Macron vuole una Francia carbon neutral a partire dal 2050

Il presidente francese Emmanuel Macron, come anche il suo predecessore Francois Hollande, ha preso in seria considerazione l’accordo di Parigi concordato nel 2015.

Il Parlamento francese ha infatti approvato la legge secondo la quale, a partire dal 2040, sarà vietata ogni tipo di attività di ricerca ed estrazione di petrolio e gas sia sul territorio francese che oltremare.

Dunque, non verranno più rilasciate licenze per l’esplorazione e lo sfruttamento di giacimenti di idrocarburi. Verranno altresì limitate le attività ancora esistenti e inizierà presto un graduale abbandono della produzione di petrolio.

Nicolas Hulot, ministro dell’ecologia francese, si è detto molto soddisfatto ed ha affermato che “questa legge collega la legislazione nazionale con gli obblighi assunti nell’accordo sul clima di Parigi”.

Tuttavia, l’uscita dal gas e petrolio non dovrebbe essere poi così traumatico per la Francia

Si, in realtà non si dovrebbe poi trattare di un cambiamento colossale per la Francia.

Infatti le attività relative al gas e petrolio nel Paese risultano essere davvero minime.
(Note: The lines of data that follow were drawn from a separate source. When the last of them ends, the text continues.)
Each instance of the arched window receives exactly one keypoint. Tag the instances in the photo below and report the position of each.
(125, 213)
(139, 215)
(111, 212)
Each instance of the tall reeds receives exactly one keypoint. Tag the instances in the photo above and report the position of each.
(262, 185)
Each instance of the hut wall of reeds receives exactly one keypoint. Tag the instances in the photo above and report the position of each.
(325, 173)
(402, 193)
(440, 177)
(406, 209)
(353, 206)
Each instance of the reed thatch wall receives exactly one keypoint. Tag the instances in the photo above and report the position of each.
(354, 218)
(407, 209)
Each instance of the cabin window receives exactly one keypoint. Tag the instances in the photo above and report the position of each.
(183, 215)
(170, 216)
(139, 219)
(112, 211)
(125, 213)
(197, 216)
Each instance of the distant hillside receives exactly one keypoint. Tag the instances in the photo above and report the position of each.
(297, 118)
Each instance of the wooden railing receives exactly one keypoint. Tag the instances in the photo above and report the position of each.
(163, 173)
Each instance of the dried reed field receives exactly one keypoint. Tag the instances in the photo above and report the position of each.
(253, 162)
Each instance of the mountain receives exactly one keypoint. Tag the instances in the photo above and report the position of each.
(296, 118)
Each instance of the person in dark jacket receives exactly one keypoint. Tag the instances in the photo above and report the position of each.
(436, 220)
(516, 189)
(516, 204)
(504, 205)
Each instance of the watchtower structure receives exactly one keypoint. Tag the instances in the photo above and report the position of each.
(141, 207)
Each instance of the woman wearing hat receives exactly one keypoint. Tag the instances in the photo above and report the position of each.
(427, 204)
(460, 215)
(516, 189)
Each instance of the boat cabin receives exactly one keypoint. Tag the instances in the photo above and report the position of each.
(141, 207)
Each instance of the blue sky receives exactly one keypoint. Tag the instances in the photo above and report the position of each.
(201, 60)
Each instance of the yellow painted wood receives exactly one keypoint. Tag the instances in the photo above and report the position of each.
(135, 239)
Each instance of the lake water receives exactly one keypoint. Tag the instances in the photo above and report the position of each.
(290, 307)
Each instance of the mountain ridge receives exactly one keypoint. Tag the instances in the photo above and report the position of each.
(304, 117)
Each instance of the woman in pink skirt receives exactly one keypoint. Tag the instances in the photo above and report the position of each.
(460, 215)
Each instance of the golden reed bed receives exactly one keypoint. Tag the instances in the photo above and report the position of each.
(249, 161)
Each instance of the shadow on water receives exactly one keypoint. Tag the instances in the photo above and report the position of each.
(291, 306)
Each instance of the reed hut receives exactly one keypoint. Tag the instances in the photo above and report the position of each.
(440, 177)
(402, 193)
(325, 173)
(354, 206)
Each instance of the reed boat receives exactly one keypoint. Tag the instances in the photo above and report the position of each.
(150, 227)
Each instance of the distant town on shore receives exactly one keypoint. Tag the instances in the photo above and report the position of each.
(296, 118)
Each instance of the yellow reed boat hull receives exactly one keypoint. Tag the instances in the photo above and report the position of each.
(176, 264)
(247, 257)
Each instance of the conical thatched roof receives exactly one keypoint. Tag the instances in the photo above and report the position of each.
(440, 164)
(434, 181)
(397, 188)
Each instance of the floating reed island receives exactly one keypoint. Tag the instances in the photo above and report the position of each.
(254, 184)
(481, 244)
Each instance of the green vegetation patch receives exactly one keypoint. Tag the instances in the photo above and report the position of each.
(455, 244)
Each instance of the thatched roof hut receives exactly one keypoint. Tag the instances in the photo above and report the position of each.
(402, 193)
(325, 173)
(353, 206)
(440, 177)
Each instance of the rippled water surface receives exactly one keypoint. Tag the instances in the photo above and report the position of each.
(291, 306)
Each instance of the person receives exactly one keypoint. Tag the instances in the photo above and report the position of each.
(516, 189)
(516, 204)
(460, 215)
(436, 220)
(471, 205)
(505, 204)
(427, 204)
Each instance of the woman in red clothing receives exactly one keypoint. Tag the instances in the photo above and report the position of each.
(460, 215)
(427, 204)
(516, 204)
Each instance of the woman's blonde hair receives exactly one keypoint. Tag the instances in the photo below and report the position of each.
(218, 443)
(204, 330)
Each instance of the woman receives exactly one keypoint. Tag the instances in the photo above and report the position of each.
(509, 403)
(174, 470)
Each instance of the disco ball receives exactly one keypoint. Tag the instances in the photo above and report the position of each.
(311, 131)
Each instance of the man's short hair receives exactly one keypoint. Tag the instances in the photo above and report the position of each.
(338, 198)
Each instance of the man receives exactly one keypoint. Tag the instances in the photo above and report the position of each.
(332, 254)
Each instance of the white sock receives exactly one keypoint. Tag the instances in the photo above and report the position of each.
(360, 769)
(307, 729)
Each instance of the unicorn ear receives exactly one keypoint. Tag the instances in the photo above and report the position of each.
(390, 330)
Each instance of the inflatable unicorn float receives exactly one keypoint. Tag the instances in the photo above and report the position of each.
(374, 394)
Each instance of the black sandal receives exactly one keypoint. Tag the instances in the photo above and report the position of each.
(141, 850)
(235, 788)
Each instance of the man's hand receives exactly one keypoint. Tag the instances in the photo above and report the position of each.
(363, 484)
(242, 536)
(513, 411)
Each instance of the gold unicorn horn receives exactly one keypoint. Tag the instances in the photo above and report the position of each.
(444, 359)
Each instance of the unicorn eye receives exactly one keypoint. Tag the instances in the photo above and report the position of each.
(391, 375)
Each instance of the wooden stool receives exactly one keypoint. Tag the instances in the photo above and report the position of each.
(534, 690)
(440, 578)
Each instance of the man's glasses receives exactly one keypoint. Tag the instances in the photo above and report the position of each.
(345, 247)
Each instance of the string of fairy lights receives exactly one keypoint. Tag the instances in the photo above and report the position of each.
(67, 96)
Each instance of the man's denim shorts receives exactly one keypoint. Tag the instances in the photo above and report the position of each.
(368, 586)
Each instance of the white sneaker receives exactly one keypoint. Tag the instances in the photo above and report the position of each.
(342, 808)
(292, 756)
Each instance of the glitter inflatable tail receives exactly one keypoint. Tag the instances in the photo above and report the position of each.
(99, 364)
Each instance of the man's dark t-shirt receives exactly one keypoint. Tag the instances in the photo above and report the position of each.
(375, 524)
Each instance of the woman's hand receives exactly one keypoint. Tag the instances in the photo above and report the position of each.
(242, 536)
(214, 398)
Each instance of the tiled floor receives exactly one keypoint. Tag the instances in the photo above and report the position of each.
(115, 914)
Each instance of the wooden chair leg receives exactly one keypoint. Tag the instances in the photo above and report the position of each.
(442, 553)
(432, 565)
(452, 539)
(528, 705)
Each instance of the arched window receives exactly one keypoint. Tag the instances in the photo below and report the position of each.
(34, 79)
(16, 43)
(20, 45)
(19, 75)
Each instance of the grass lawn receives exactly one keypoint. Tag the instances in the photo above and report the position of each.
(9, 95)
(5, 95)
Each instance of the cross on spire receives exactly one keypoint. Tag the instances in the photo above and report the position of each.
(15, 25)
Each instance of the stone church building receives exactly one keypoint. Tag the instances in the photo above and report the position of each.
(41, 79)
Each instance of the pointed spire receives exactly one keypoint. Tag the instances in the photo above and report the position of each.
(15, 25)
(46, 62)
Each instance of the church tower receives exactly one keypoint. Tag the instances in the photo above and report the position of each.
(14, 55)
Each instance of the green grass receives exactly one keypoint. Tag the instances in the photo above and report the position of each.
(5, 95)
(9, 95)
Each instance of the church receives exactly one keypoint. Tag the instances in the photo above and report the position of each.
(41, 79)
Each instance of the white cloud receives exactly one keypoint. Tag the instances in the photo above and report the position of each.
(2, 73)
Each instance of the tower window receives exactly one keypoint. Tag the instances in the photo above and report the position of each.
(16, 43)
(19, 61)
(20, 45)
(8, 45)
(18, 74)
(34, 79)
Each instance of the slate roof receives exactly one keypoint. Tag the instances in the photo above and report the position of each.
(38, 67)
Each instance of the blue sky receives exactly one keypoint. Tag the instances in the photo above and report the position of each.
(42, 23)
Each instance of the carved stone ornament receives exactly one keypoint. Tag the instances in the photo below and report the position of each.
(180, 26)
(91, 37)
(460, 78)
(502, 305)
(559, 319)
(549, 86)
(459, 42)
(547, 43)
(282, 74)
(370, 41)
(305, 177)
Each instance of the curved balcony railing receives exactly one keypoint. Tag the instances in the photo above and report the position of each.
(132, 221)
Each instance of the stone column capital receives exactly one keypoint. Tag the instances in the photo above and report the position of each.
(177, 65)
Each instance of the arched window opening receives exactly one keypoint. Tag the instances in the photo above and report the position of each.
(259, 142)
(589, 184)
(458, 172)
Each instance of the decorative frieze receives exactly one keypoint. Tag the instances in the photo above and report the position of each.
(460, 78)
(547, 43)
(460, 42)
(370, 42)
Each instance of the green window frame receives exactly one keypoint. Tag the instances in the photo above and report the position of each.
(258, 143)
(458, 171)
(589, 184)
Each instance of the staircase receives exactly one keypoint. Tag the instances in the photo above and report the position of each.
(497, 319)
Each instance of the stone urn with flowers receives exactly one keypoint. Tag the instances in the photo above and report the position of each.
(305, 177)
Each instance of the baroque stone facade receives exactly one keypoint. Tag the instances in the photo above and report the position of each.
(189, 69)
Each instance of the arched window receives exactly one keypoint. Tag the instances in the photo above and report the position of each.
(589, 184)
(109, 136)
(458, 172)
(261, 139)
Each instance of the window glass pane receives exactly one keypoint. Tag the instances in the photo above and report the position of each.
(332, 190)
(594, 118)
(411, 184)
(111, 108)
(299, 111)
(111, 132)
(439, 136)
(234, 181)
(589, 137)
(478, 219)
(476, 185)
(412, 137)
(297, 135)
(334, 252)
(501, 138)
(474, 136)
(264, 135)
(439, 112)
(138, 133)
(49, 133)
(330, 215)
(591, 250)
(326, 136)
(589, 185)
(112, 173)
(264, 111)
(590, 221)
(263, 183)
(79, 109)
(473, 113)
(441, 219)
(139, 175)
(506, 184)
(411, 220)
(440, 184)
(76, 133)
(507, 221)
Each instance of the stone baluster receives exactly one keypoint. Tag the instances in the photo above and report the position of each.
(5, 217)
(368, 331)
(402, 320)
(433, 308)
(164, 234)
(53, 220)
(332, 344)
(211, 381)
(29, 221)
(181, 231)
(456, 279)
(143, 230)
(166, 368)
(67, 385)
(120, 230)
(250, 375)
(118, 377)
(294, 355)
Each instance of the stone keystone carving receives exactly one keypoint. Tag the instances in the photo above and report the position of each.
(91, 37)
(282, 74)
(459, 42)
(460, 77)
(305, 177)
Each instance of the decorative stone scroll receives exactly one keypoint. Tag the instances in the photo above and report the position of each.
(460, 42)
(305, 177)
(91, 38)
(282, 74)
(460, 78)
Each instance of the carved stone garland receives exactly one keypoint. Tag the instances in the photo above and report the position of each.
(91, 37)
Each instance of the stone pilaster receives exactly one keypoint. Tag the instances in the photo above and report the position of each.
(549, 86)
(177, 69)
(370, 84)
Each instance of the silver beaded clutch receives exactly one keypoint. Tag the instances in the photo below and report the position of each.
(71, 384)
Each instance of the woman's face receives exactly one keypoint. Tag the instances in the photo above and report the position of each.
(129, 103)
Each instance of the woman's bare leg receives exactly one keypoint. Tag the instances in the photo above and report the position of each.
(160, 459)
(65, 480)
La Francia conta infatti molto sull’elettricità proveniente da fonti nucleari. Sono pochi i giacimenti di estrazione presenti e attivi sul territorio.

Insomma per intenderci, in Francia il gas non viene usato nemmeno per cucinare le omelettes. Vengono usati fornelli elettrici o ad induzione.

Il petrolio e il gas sono solamente utilizzati per i veicoli diesel, metano, benzina e GPL.

Per quanto riguarda le tempistiche, è da considerare che il 2040 non è proprio dietro l’angolo e che pertanto ci sono ancori parecchi anni per adeguarsi al cambiamento.

Strategia energetica francese, si va verso le energie rinnovabili

Il programma del governo francese prevede la cessazione della produzione di elettricità dal carbone entro il 2022. Prevede inoltre la riduzione della quota nucleare per la produzione di elettricità dal 75 al 50 percento per favorire le energie rinnovabili.